I agree with Robert that it seems rather limeted. For very straight forward stuff it might suffice, but anything remotely specific or unique you'll be left hanging. I personally prefer the good old fashion drawing; either in photoshop or in autodesk sketchup. For quick stuf I also quite like adobe illustrator.

December 16, 2014 at 9:32AM, Edited December 16, 9:32AM


It's a great feature. I've used it to time out sequences to music and recorded dialogue for pre viz as well as handed off a clip of placeholders to a storyboard artist to generate the real deal. A very handy, built in function that can help time out a sequence before you ever shoot so you know what works and what doesn't.

December 16, 2014 at 11:52AM, Edited December 16, 11:52AM

Brad Jones

I am not quite good in drawing, so I can tell that this is somehow a revelation for me.
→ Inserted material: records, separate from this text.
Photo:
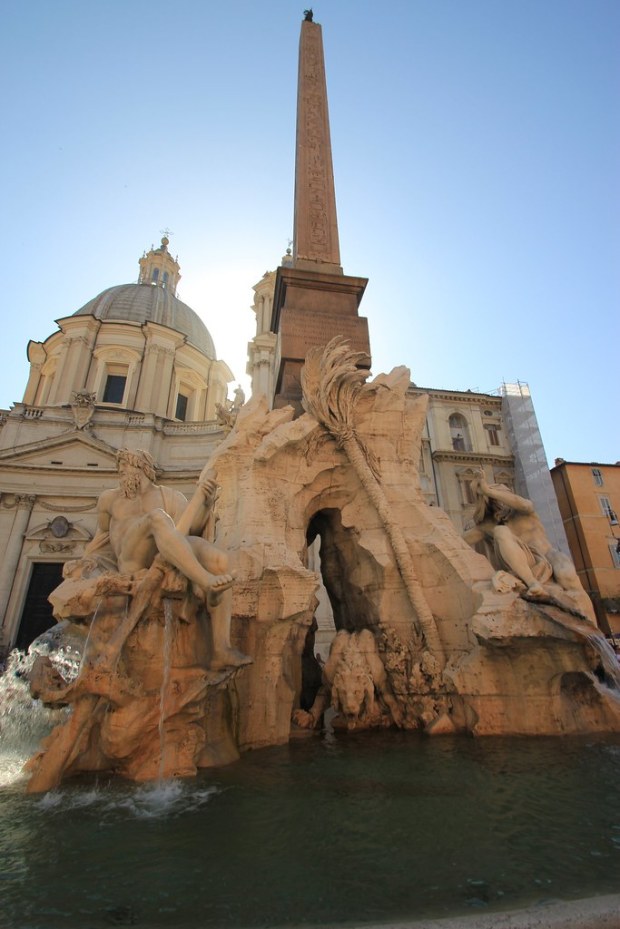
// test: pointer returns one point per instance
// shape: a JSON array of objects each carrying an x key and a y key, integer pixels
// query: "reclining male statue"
[
  {"x": 140, "y": 520},
  {"x": 521, "y": 546}
]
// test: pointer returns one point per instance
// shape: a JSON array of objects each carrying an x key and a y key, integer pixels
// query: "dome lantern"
[{"x": 159, "y": 269}]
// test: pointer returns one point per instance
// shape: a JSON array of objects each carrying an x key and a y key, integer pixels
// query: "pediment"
[{"x": 76, "y": 451}]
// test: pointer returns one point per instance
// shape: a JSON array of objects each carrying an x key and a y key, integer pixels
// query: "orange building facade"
[{"x": 589, "y": 501}]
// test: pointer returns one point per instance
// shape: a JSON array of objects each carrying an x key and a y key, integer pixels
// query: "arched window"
[{"x": 459, "y": 433}]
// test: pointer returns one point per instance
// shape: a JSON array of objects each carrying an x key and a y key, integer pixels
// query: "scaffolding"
[{"x": 532, "y": 477}]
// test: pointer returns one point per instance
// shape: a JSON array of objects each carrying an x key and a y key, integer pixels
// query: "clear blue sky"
[{"x": 476, "y": 152}]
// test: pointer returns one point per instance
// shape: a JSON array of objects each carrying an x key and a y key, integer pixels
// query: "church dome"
[{"x": 148, "y": 302}]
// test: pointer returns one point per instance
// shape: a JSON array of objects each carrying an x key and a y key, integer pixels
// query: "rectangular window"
[
  {"x": 181, "y": 410},
  {"x": 467, "y": 492},
  {"x": 114, "y": 390},
  {"x": 493, "y": 435},
  {"x": 608, "y": 511}
]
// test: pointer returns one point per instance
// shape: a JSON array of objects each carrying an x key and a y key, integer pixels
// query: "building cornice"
[{"x": 474, "y": 458}]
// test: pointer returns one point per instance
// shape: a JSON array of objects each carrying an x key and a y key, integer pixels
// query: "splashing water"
[
  {"x": 168, "y": 621},
  {"x": 24, "y": 722},
  {"x": 151, "y": 801}
]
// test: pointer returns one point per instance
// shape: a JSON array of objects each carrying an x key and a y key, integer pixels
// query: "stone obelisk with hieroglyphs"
[{"x": 313, "y": 301}]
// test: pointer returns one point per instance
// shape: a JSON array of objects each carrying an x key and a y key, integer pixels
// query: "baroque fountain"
[
  {"x": 431, "y": 637},
  {"x": 195, "y": 624}
]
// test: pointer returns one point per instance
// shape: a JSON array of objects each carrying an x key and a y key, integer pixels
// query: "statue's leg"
[
  {"x": 176, "y": 549},
  {"x": 515, "y": 558},
  {"x": 219, "y": 604}
]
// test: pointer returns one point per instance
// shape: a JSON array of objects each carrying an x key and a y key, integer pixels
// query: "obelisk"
[{"x": 313, "y": 301}]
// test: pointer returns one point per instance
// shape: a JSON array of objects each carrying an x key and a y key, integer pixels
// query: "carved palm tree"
[{"x": 332, "y": 384}]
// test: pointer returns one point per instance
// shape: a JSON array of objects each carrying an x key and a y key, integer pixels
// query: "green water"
[{"x": 369, "y": 827}]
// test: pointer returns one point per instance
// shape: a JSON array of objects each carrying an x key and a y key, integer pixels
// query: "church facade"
[{"x": 135, "y": 367}]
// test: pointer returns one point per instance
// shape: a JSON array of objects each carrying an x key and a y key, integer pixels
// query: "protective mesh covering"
[{"x": 532, "y": 477}]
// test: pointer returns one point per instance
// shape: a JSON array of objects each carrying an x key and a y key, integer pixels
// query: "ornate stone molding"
[
  {"x": 63, "y": 508},
  {"x": 82, "y": 407},
  {"x": 474, "y": 458}
]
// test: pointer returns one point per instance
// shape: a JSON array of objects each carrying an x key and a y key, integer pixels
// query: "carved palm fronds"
[{"x": 332, "y": 384}]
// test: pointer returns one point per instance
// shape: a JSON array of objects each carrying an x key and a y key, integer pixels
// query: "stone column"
[{"x": 23, "y": 508}]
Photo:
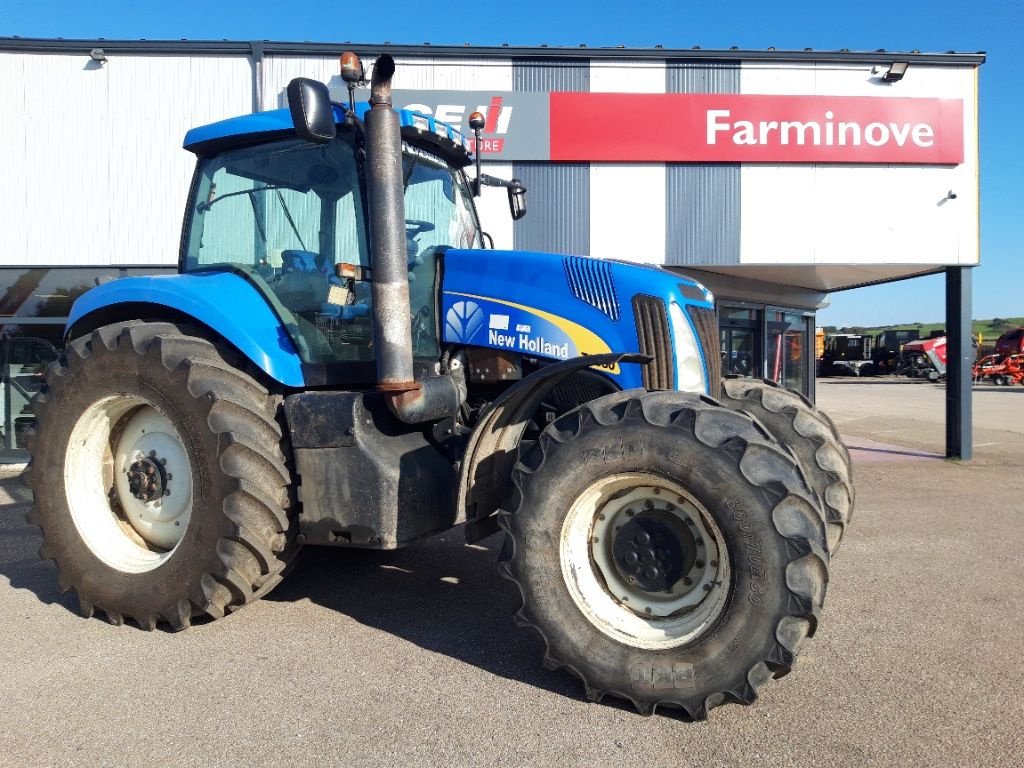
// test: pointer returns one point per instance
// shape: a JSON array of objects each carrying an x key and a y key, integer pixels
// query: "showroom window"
[
  {"x": 34, "y": 307},
  {"x": 767, "y": 342}
]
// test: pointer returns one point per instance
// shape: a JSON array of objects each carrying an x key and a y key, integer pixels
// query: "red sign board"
[{"x": 749, "y": 128}]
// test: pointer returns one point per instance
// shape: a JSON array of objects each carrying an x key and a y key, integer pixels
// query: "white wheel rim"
[
  {"x": 131, "y": 528},
  {"x": 597, "y": 578}
]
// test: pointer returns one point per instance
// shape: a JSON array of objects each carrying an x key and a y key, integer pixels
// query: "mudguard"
[
  {"x": 224, "y": 302},
  {"x": 486, "y": 467}
]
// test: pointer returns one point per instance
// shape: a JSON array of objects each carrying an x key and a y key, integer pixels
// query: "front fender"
[
  {"x": 226, "y": 303},
  {"x": 484, "y": 478}
]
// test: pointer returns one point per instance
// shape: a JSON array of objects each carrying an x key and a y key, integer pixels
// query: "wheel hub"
[
  {"x": 644, "y": 560},
  {"x": 147, "y": 478},
  {"x": 652, "y": 552}
]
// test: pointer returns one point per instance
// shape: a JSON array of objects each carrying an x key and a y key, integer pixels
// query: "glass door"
[
  {"x": 790, "y": 349},
  {"x": 739, "y": 331}
]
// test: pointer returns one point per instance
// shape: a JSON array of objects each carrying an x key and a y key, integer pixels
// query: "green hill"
[{"x": 989, "y": 329}]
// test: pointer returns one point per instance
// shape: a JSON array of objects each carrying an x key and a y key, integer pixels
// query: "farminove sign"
[{"x": 700, "y": 127}]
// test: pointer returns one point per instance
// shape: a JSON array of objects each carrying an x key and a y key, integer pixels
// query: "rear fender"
[
  {"x": 224, "y": 302},
  {"x": 485, "y": 475}
]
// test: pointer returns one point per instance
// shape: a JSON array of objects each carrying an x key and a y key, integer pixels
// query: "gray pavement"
[{"x": 411, "y": 658}]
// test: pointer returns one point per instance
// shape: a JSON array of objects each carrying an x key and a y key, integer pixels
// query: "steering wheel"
[{"x": 416, "y": 227}]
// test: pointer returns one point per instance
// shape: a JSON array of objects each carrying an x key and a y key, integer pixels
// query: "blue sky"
[{"x": 992, "y": 26}]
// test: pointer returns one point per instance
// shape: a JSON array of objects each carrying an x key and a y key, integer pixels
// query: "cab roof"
[{"x": 246, "y": 130}]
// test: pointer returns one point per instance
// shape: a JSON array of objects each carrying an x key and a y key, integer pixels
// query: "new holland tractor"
[{"x": 340, "y": 361}]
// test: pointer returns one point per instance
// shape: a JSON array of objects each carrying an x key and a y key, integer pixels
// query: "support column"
[{"x": 960, "y": 358}]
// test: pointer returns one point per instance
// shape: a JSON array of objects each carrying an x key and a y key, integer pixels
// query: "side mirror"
[
  {"x": 312, "y": 115},
  {"x": 517, "y": 199}
]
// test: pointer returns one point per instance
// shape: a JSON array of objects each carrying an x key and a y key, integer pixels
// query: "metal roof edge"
[{"x": 244, "y": 47}]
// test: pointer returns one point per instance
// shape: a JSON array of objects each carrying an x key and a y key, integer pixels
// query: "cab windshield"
[{"x": 289, "y": 213}]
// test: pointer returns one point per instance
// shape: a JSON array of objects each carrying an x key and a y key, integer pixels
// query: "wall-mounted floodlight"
[{"x": 895, "y": 72}]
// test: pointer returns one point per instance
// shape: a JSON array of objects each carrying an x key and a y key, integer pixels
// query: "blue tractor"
[{"x": 341, "y": 361}]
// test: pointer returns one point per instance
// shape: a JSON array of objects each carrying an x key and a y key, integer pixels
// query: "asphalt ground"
[{"x": 411, "y": 658}]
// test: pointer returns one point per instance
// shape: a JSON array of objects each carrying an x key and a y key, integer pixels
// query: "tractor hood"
[{"x": 553, "y": 306}]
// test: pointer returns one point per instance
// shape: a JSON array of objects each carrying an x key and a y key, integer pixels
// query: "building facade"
[{"x": 774, "y": 177}]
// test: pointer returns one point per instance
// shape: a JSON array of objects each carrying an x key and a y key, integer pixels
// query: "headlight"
[{"x": 689, "y": 360}]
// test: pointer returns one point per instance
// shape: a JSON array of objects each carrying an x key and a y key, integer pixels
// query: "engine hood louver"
[{"x": 590, "y": 281}]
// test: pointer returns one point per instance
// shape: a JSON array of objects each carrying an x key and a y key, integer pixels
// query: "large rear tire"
[
  {"x": 160, "y": 478},
  {"x": 667, "y": 551},
  {"x": 812, "y": 436}
]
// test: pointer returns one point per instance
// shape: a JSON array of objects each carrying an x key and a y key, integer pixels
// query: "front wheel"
[
  {"x": 805, "y": 429},
  {"x": 667, "y": 551},
  {"x": 160, "y": 480}
]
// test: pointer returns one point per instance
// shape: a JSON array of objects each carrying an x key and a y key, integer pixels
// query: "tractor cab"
[{"x": 291, "y": 216}]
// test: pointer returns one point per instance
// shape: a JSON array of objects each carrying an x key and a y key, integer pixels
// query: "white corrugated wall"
[
  {"x": 94, "y": 173},
  {"x": 861, "y": 214}
]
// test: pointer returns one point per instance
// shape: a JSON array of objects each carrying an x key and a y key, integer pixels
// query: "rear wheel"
[
  {"x": 160, "y": 478},
  {"x": 667, "y": 551},
  {"x": 812, "y": 436}
]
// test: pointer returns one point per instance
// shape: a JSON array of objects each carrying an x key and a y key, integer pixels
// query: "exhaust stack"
[{"x": 413, "y": 401}]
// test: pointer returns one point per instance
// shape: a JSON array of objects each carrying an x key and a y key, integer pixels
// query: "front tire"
[
  {"x": 812, "y": 436},
  {"x": 160, "y": 481},
  {"x": 729, "y": 543}
]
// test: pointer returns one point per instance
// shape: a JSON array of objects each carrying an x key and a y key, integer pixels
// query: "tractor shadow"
[
  {"x": 19, "y": 542},
  {"x": 439, "y": 594}
]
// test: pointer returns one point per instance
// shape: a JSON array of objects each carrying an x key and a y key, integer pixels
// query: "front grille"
[
  {"x": 706, "y": 322},
  {"x": 654, "y": 339}
]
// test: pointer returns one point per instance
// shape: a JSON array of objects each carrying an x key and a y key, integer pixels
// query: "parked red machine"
[
  {"x": 925, "y": 351},
  {"x": 999, "y": 370},
  {"x": 1012, "y": 342}
]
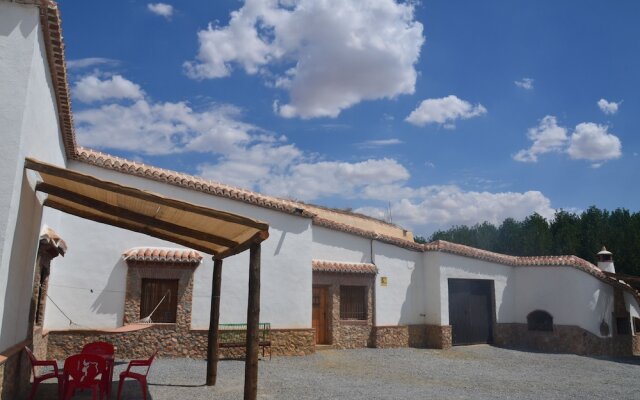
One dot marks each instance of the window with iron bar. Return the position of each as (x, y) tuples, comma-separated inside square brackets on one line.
[(353, 302)]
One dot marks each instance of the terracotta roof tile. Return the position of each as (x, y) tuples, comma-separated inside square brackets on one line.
[(51, 238), (337, 226), (114, 163), (343, 267), (550, 261), (54, 46), (162, 255)]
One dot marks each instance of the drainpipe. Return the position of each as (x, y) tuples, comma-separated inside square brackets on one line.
[(373, 296)]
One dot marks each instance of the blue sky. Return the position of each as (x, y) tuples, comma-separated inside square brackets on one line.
[(436, 112)]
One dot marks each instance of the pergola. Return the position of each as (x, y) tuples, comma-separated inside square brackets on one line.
[(215, 232)]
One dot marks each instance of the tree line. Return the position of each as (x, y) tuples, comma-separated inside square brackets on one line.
[(567, 233)]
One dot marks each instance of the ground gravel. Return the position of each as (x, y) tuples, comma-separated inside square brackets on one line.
[(478, 372)]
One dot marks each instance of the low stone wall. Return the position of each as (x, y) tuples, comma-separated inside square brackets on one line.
[(292, 342), (391, 336), (419, 336), (171, 342), (15, 372), (438, 336), (563, 339), (352, 335)]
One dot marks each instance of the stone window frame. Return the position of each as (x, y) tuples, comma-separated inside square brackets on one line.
[(365, 302), (540, 321), (137, 271)]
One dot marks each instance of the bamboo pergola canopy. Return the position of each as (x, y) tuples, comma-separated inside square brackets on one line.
[(201, 228)]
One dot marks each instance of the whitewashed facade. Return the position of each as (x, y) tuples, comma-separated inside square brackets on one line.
[(407, 298)]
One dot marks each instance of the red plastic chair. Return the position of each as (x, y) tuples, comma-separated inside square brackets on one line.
[(56, 373), (107, 351), (84, 371), (142, 378)]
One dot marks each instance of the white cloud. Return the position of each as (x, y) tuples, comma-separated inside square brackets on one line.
[(89, 62), (91, 88), (609, 108), (444, 111), (162, 128), (436, 207), (589, 141), (379, 143), (247, 156), (546, 137), (335, 53), (525, 83), (161, 9), (593, 142)]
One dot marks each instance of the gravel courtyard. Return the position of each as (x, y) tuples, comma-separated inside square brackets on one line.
[(478, 372)]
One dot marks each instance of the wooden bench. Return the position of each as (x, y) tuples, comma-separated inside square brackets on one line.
[(235, 335)]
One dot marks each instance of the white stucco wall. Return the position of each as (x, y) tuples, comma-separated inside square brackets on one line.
[(453, 266), (285, 267), (402, 301), (29, 127), (632, 305), (432, 293), (333, 245), (571, 296)]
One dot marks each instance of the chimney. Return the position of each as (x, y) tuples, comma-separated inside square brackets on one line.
[(605, 260)]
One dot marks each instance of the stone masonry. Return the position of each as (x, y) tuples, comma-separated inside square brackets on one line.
[(347, 334), (171, 342), (564, 339)]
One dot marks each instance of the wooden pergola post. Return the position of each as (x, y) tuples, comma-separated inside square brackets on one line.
[(253, 318), (214, 319)]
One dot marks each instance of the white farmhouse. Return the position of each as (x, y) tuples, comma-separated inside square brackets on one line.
[(328, 278)]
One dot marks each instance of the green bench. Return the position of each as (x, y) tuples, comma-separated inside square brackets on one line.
[(235, 335)]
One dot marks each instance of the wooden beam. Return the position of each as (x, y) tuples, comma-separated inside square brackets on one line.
[(214, 319), (133, 216), (128, 225), (253, 318), (256, 238), (140, 194)]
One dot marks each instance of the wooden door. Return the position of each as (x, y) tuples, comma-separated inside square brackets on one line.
[(470, 311), (319, 314)]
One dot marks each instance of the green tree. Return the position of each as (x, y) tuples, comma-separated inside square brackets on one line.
[(565, 232)]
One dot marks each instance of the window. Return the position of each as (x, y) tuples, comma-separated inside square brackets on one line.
[(159, 300), (353, 302), (540, 321)]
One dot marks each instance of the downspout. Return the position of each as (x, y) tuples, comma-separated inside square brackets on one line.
[(373, 298)]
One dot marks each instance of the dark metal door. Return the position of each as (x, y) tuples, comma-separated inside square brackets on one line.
[(471, 311), (319, 314)]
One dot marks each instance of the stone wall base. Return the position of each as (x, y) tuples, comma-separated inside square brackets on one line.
[(352, 335), (385, 337), (420, 336), (438, 336), (564, 339), (15, 367), (171, 342)]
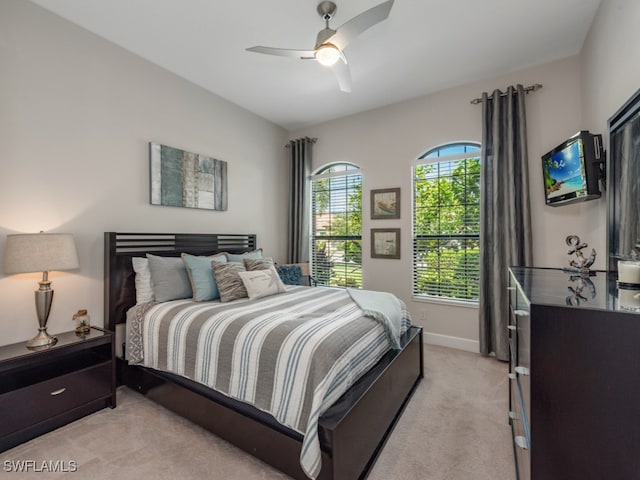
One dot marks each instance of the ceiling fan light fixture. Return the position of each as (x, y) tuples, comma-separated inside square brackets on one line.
[(327, 54)]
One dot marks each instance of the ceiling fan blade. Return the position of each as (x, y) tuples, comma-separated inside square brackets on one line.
[(354, 27), (343, 74), (283, 52)]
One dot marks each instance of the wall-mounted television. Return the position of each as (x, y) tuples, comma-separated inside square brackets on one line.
[(573, 170)]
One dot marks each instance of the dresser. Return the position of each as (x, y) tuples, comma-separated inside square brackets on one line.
[(574, 376)]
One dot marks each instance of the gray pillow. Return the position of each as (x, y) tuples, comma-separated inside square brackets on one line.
[(258, 264), (169, 278), (229, 282)]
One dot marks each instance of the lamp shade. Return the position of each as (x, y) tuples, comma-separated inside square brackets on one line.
[(40, 252)]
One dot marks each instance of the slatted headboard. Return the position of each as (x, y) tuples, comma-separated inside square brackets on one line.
[(119, 248)]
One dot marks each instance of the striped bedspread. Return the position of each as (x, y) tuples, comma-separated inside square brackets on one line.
[(291, 355)]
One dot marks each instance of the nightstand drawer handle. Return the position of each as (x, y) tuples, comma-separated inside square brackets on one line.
[(521, 442)]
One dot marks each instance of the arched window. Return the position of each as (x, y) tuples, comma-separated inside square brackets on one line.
[(446, 223), (336, 225)]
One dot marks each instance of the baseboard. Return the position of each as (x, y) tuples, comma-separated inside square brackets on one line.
[(452, 342)]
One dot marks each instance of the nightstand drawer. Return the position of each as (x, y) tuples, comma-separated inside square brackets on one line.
[(38, 402)]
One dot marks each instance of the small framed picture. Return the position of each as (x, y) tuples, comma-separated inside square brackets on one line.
[(385, 243), (385, 203)]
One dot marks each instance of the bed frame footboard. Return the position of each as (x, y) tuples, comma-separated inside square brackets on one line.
[(352, 432)]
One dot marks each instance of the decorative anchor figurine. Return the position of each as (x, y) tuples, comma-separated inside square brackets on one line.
[(580, 271), (580, 264)]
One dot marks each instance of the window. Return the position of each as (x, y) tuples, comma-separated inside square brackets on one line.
[(336, 224), (446, 223)]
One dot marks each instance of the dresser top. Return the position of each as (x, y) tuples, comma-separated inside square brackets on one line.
[(554, 286)]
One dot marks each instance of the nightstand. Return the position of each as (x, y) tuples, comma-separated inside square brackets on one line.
[(45, 389)]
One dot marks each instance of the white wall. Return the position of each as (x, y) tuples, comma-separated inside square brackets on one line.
[(385, 142), (610, 61), (76, 116), (578, 93), (77, 112)]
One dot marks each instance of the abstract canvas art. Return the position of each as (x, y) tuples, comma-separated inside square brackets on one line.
[(385, 203), (385, 243), (185, 179)]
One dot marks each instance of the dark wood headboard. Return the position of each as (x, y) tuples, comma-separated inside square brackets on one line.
[(119, 248)]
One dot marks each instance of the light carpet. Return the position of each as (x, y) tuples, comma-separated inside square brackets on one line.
[(454, 428)]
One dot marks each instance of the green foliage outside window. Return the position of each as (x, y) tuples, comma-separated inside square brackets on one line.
[(337, 231), (447, 229)]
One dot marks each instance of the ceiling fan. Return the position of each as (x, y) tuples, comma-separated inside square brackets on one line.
[(330, 44)]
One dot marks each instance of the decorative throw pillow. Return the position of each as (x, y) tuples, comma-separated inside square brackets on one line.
[(228, 279), (290, 274), (144, 290), (169, 278), (239, 257), (258, 264), (203, 283), (262, 283)]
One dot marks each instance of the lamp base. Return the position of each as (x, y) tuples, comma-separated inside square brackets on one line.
[(41, 340)]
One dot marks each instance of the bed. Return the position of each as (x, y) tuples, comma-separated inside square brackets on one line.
[(350, 433)]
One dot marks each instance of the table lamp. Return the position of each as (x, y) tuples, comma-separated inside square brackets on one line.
[(40, 252)]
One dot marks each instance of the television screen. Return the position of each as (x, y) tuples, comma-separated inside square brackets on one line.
[(569, 173)]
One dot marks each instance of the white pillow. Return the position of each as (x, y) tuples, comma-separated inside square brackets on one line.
[(144, 291), (262, 283)]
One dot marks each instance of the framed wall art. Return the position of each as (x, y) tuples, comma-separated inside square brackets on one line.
[(385, 203), (185, 179), (385, 243)]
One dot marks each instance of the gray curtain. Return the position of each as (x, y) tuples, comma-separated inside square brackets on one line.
[(505, 225), (299, 195)]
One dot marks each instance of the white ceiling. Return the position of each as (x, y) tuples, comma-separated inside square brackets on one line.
[(423, 47)]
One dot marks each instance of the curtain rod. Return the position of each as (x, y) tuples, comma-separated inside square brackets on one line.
[(530, 88), (310, 140)]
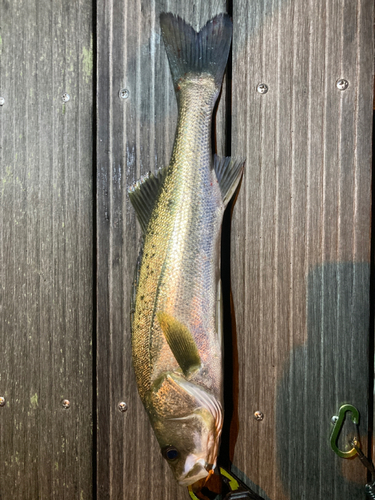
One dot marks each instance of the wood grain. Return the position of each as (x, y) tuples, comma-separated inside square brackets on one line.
[(300, 240), (46, 249), (135, 136)]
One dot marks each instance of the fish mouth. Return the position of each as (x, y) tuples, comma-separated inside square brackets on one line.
[(197, 472)]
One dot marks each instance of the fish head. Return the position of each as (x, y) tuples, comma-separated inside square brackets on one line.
[(187, 424)]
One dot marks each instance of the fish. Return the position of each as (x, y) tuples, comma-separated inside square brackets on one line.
[(177, 305)]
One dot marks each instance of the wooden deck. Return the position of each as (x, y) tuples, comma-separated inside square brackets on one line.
[(296, 242)]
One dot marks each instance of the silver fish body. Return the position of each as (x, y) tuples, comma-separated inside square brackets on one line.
[(176, 329)]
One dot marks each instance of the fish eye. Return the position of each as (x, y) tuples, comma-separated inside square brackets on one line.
[(170, 453)]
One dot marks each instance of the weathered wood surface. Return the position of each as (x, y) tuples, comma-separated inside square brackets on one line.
[(135, 136), (46, 249), (300, 239)]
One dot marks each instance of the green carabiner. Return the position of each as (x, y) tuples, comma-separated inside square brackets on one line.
[(337, 429)]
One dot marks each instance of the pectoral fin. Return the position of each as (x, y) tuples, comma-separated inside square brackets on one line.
[(181, 342)]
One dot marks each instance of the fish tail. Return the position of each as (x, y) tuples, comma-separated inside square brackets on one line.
[(192, 52)]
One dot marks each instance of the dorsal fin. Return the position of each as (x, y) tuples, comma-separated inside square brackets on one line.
[(228, 173), (181, 342), (143, 194)]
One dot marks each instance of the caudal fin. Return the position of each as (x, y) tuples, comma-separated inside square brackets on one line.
[(192, 52)]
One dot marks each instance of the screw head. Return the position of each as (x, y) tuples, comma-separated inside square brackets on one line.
[(262, 88), (122, 406), (124, 94), (342, 84)]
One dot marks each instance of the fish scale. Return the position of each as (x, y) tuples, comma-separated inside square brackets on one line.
[(176, 328)]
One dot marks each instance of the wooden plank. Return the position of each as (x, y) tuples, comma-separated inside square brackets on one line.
[(135, 135), (300, 240), (46, 249)]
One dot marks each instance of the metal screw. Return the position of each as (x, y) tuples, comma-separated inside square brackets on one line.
[(258, 415), (65, 404), (262, 88), (342, 84), (124, 93), (122, 406)]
I love to organize my shots, but many times budget doesn't allow me to use dedicated storyboard artist.

Thanks guys for this great reveal of software I use every day, and I never dreamed about that placeholder can be used this way.

December 19, 2014 at 11:23PM, Edited December 19, 11:23PM

Bojan Andrejek
DP / Cinematographer / Producer

Just an FYI, you do not need "Apple Motion" to do the moving of individual storyboard characters. Simply insert a placeholder with only a background and then add your characters one-at-a-time on top of the background placeholder. Just be sure your characters have the background set to "none" in the inspector and also be sure they are placed on top of the background layer. You can then move the positions of each character that you add individually without all the messing around in Motion. Cheers!

February 19, 2017 at 12:12PM


This was very interesting because our Editors at our post production division MagicPost uses FCP, Avid, and Premiere Pro on different occasions. Although our Art Department at Imagination Workshop Studio works on Wacom Cintiqs digitally drawing boards. This is also a good way though. Thank You for sharing, I didn't know.